Production of reward chemical dopamine is one of the key factors distinguishing our brains from those of other primates, AzVision.az reports citing the Independent.

Large amounts of the ‘happy hormone’ dopamine – responsible for pleasurable feelings, as well as other functions – could be responsible for our brain power, a new study has found.

Scientists came to the conclusion after comparing the brains of different primate species, which allowed them to identify the features that could make the human brain special.

On the face of it, human and primate brains have many similarities, but our superior intelligence suggests there are considerable differences under the surface.

"Our brains are three times larger, have many more cells and therefore more processing power than chimpanzee or monkey," said Yale neuroscientist Dr Andre Sousa.

But he added that a difference in size is not all that distinguishes our brains from those of our primate cousins.

"There are also distinct small differences between the species in how individual cells function and form connections," he said.

It is these that may play a big role in the disparity in intelligence between humans and primates, according to the new study co-authored by Dr Sousa and published in the Science journal.

Dr Sousa and his large team of collaborators focused 16 regions of adult human, chimpanzee and macaque monkey brains.

They explored the activity of genes found in those regions, looking at which genes were switched on and off in the different species, and the extent to which they produced substances like dopamine.

For the most part, the differences between other primates and us appeared to be subtle, but they were notable in an area that is far more developed in humans than apes called the neocortex.

The scientists found that TH, a gene that leads to the production of dopamine, was expressed in the human neocortex but not that of other primates.

Besides being involved in the brain’s reward system, dopamine is involved in a variety of other functions including movement, learning and memory.

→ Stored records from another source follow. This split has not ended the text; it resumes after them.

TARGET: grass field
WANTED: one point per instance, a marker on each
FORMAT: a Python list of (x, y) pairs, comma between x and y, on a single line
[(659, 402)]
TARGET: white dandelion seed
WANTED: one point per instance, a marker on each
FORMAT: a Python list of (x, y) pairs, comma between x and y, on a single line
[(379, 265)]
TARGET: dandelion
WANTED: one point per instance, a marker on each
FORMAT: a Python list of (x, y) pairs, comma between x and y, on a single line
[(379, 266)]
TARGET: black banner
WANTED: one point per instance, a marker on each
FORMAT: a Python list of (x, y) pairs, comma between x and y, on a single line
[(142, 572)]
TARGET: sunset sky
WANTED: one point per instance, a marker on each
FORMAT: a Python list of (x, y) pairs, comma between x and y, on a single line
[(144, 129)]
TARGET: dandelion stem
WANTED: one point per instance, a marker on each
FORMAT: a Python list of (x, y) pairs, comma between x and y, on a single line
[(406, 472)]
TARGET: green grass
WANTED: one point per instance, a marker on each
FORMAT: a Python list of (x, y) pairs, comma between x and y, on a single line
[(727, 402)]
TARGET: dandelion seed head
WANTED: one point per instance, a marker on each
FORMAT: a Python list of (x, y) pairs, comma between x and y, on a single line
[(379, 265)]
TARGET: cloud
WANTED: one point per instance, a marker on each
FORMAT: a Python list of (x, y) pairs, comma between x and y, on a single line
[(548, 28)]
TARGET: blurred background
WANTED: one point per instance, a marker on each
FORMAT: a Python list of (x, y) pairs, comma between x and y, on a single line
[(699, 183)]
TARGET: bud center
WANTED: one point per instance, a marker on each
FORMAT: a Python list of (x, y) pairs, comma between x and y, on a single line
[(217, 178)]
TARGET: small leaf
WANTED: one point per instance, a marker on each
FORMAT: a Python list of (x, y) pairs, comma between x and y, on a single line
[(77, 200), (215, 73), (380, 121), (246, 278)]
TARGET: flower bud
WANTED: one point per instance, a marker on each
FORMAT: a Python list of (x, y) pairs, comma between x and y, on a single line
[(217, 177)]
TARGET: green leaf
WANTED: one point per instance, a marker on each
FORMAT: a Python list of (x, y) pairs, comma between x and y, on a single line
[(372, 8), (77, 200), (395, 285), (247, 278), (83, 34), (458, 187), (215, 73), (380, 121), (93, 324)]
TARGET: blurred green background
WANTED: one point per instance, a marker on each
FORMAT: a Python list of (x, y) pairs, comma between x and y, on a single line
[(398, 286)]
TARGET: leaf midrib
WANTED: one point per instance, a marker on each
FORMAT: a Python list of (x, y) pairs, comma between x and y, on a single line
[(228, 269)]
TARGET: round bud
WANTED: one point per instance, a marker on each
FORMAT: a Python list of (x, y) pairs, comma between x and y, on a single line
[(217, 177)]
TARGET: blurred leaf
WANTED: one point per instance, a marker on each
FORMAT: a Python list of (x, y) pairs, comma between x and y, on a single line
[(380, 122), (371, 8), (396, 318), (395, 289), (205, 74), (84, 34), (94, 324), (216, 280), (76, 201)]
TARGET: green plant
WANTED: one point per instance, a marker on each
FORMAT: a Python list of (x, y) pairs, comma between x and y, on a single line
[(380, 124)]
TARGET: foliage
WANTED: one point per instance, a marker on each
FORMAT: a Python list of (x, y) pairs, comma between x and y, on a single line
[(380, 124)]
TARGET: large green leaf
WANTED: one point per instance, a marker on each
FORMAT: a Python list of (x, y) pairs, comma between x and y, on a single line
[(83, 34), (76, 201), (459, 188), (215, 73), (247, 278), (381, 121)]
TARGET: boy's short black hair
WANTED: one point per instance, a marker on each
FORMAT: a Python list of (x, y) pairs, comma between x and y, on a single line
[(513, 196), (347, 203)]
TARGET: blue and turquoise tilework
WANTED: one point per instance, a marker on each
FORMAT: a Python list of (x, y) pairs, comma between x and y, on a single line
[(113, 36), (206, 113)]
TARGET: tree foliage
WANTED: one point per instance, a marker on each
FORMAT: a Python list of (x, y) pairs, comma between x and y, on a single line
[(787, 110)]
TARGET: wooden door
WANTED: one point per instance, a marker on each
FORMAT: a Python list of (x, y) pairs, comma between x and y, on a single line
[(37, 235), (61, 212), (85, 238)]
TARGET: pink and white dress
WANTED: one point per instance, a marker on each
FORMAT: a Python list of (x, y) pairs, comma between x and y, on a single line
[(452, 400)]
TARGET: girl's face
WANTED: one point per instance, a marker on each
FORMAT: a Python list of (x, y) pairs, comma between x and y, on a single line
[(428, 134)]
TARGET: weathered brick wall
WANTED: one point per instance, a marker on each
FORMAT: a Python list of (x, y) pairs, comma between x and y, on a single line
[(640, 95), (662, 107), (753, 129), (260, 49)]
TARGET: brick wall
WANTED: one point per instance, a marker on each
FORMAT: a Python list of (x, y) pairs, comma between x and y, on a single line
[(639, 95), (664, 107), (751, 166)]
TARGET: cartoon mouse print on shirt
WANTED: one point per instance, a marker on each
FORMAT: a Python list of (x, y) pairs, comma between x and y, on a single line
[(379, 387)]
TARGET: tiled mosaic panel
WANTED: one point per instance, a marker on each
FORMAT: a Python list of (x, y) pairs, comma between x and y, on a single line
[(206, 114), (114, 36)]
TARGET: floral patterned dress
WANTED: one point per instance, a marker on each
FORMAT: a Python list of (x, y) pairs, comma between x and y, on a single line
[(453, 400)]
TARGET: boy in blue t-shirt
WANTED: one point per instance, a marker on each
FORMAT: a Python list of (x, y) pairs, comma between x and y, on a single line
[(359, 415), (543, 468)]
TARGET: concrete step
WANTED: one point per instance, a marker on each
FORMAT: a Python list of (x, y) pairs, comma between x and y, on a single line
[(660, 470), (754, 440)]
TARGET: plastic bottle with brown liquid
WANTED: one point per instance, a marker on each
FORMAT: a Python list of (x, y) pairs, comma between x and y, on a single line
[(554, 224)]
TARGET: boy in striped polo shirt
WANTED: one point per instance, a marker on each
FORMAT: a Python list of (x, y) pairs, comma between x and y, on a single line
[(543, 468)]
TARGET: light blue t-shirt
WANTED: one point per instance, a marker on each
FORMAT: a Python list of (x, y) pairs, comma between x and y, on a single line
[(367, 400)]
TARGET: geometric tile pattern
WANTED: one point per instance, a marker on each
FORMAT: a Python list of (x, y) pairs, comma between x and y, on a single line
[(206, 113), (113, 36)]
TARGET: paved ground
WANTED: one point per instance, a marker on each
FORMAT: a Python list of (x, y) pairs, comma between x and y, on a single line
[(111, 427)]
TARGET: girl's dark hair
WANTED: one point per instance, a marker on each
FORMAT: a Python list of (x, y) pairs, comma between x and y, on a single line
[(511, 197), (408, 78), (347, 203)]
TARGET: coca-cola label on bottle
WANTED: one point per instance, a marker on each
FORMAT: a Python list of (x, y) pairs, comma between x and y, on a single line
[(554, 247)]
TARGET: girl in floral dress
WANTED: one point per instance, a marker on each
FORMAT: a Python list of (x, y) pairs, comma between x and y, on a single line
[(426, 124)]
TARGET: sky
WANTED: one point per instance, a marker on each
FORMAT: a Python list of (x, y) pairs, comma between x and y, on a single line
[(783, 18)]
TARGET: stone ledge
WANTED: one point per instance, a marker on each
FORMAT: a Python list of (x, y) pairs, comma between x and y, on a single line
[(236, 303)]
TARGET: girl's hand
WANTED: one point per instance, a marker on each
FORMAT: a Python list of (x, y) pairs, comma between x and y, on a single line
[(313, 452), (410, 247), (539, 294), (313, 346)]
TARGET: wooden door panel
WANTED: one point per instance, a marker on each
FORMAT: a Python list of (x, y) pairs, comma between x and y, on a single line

It is the chemical that is depleted in people with Parkinson’s disease, a progressive neurological condition characterised by shaking, slow movements and memory problems.

The brain area that showed the most human-specific gene expression – including dopamine production – was the striatum, a region that is mainly associated with movement.

The study also showed that the prefrontal cortex, the part of the brain that traditionally is thought to most distinguish humans from other apes, actually bore striking similarities with comparable regions in the brains of other primates.

The scientists are not yet sure the extent to which their findings, including the elevated levels of dopamine, explain the relative intelligence of humans.

However, their findings indicate the importance of a nuanced understanding of brains that goes beyond size when assessing the underpinnings of intelligence.